Chronic Stress Accelerates the Progression of Cerebrovascular Dysfunction with Alzheimer's Disease.

Vascular contributions to cognitive impairment and dementia are a key pathology associated with Alzheimer's disease (AD). Past work in our lab has shown that chronic stress induces cerebrovascular dysfunction due to a pro-oxidative environment while epidemiological studies suggest a link between chronic stress and dementia. With this in mind, we tested the hypothesis that chronic stress accelerates the vascular pathology associated with AD potentially via the xanthine oxidase pathway.
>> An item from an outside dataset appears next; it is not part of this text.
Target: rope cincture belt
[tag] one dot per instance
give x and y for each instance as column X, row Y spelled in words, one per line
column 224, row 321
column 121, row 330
Here, we utilized a triple transgenic mouse model of AD (3xTg AD) combined with our unpredicted chronic mild stress paradigm (UCMS) and a xanthine oxidase inhibitor, Febuxostat, to examine middle cerebral artery (MCA) function. Beginning at 4 months of age all mice underwent the UCMS paradigm for 8 weeks total while a subset of mice were given Febuxostat treated water (50mg/L). Mice were either euthanized immediately following the 8 weeks of UCMS (at 6 months-of-age) or euthanized 3 months post-UCMS (at 9 months-of-age). Following euthanasia, the MCA's were removed and positioned in a pressurized myobath. The MCA was exposed to increasing concentrations of acetylcholine (ACh; 10-9M to 10-4M), phenylephrine (PE; 10-9M to 10-4M), and sodium nitroprusside (SNP; 10-9M to 10-4M). At 6 months-of-age, AD mice displayed impaired MCA dilation to ACh compared to WT control mice (8.2±1.4mm to 17.5±2.1mm, respectively; p<0.05). WT and AD mice that underwent UCMS displayed similar response to ACh compared to AD control mice (8.25±0.3mm and 7.125±1mm to 8.2±1.4mm, respectively). Treatment with Febuxostat prevented MCA dysfunction in AD control mice, WT UCMS mice, and AD UCMS mice (8.2±1.4mm vs 17.1±1mm, 8.25±0.3mm vs 18.25±1.1mm, 7.1±1mm vs 17.2±0.9mm, respectively; p<0.05). No differences were found between groups in the PE or SNP response. Interestingly, at 9 months-of-age, the majority of these trends persisted with the one exception being a compounded impairment in the AD UCMS group compared to both AD control or WT UCMS mice (3.5±1.2mm vs 8.5±1mm, and 9.3±2.2mm, respectively; p<0.05). Overall, these data suggest that chronic stress does accelerate the cerebrovascular pathology associated with AD and potentially via a pro-oxidative state driven by activation of the xanthine oxidase pathway.